Re: Fuzzy Logic & the Human Sciences

"Lionel Cox" <[EMAIL PROTECTED]> wrote in message news:<[EMAIL PROTECTED]>...
> 
> Well I appear not to be able to find people who have worked with fuzzy in
> the human science field. By this I mean sociology. Could anyone please give
> me leads as to journal articles, papers, books that may cover this topic.
> Even better would be to 'talk' to people who have worked or studied this
> field of fuzzy.
> Lionel Cox

Max A. Woodbury created the "GoM" system for categorical data analysis
about 30 years ago that has been heavily used by the National
Institute on Aging over the last 20 years for analysis of the National
Long Term Care Study questionnaires, among many other applications. A
reference is Manton, Woodbury and Tolley (1994), "Statistical Analysis
using Fuzzy Sets", Wiley Inter-Science, New York.

We have J variables, each of which has L(j) categories. For
questionnaires, there are J questions and L(j) possible responses. We
have I subjects who have answered the questionaire.

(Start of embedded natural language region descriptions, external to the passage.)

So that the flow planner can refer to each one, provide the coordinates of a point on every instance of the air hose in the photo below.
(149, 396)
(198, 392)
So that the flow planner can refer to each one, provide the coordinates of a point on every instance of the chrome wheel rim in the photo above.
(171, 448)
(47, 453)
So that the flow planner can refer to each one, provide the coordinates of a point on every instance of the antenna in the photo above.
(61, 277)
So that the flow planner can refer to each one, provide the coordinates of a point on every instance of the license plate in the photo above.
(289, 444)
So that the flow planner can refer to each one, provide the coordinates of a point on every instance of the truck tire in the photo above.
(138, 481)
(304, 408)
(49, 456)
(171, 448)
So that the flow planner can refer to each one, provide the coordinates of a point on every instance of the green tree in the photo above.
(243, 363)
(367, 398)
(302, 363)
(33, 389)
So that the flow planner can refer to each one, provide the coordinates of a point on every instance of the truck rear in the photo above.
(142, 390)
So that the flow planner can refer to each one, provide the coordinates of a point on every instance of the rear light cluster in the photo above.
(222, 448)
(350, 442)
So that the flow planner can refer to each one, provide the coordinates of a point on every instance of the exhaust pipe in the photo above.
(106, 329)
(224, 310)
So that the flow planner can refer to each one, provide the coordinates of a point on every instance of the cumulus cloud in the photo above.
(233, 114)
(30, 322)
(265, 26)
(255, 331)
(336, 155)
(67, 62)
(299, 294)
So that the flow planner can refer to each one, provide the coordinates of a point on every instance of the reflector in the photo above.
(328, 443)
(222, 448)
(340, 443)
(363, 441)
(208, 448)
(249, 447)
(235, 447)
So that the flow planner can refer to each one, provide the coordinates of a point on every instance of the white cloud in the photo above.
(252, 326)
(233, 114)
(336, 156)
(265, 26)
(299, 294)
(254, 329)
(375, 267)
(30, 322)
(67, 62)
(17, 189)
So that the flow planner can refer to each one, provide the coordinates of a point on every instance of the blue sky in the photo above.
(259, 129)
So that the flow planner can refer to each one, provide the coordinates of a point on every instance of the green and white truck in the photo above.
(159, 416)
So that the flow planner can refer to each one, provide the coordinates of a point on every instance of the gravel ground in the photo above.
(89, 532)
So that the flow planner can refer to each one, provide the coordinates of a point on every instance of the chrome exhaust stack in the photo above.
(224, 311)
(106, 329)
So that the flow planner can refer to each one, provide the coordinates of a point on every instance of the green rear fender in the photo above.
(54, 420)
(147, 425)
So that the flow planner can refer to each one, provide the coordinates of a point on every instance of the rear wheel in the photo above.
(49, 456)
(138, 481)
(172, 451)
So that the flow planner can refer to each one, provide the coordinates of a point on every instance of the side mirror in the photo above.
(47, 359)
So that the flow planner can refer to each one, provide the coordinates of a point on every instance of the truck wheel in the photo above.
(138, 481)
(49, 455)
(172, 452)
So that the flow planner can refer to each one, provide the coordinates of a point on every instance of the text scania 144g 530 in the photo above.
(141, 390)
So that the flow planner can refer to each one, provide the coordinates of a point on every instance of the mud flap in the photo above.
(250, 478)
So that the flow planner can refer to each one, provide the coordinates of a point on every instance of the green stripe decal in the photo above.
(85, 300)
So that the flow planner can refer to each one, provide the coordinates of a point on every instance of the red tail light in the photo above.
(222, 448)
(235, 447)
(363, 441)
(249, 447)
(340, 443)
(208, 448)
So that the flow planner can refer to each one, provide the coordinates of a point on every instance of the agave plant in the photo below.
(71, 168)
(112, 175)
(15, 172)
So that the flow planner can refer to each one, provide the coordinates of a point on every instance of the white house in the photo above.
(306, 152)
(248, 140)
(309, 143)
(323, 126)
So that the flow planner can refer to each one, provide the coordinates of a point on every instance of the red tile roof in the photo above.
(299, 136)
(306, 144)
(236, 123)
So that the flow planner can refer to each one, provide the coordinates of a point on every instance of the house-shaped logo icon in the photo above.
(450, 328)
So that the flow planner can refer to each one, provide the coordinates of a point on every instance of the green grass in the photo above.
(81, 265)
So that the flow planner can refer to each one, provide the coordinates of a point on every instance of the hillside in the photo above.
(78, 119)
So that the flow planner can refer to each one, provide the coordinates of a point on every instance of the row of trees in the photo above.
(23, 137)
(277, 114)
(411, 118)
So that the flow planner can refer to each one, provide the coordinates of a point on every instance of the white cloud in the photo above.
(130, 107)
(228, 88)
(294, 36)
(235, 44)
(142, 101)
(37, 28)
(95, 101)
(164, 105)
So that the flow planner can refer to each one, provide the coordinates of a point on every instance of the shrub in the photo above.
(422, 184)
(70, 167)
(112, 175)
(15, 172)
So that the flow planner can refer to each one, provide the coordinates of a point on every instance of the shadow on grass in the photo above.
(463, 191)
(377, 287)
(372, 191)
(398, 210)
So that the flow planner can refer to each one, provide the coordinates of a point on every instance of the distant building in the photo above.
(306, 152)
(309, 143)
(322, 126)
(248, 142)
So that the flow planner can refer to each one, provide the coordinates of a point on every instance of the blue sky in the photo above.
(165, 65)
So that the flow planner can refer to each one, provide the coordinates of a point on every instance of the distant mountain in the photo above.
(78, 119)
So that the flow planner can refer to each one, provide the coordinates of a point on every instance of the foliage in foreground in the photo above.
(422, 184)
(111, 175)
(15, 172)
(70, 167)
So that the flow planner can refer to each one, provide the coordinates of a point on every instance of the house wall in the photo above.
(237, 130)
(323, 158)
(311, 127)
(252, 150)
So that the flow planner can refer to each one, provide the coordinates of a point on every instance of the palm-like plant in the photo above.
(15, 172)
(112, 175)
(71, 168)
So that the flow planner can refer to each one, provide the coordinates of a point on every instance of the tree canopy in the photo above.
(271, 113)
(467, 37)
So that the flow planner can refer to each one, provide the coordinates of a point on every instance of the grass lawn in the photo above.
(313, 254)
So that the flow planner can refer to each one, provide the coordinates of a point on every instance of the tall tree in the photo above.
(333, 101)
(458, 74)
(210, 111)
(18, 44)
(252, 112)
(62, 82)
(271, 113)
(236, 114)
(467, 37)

We hypothesize that the subjects are mixtures of K idealized types,
the "pure types". To illustrate pure types, George Gaylord Simpson
wrote many years ago that there are three types of scientists: the
dreamer, who sits bny the side of a stream, whittles and thinks about
things; the lab mn, who wears a white coat and tends softly purring
machines; and the business man, who sits at his desk, answers the
telephone, writes grants and draws up budgets. "In fact," Simpson
said, "Every scientis is a comples mixture of the three." We have a
fuzzy set for each subject, with K members (the pure types). The
extent to which individual i manifests the characteristics of pure
type k is his grade of membership g(i,k), with sum over k (g(i,k) = 1.
The estimated probability that an individual of pure type k will give
reply l to question j is pi(j,k,l), with sum over l(pi(j,k,l) = 1.
Then the predicted probability that individual i will give response l
to question j, p(i,j,l), is given by

p(i,j,l) = sum over k(g(i,k)pi(k,j,l)

The model parameters, the g(i,k) and pi(k,j,l) are evaluated by
maximum likelihood.

Although this model is brilliant in its simplicity and demonstrated
power, it has been ignored by both fuzzy people and probabilists for
the same reason: it mixes probability and fuzzy, and of course it is
dogma that never the twain shall meet.

Since I am intimately acquainted with this work I would be glad to
discuss it with you via EMail or telephone.

Sncerely, William Siler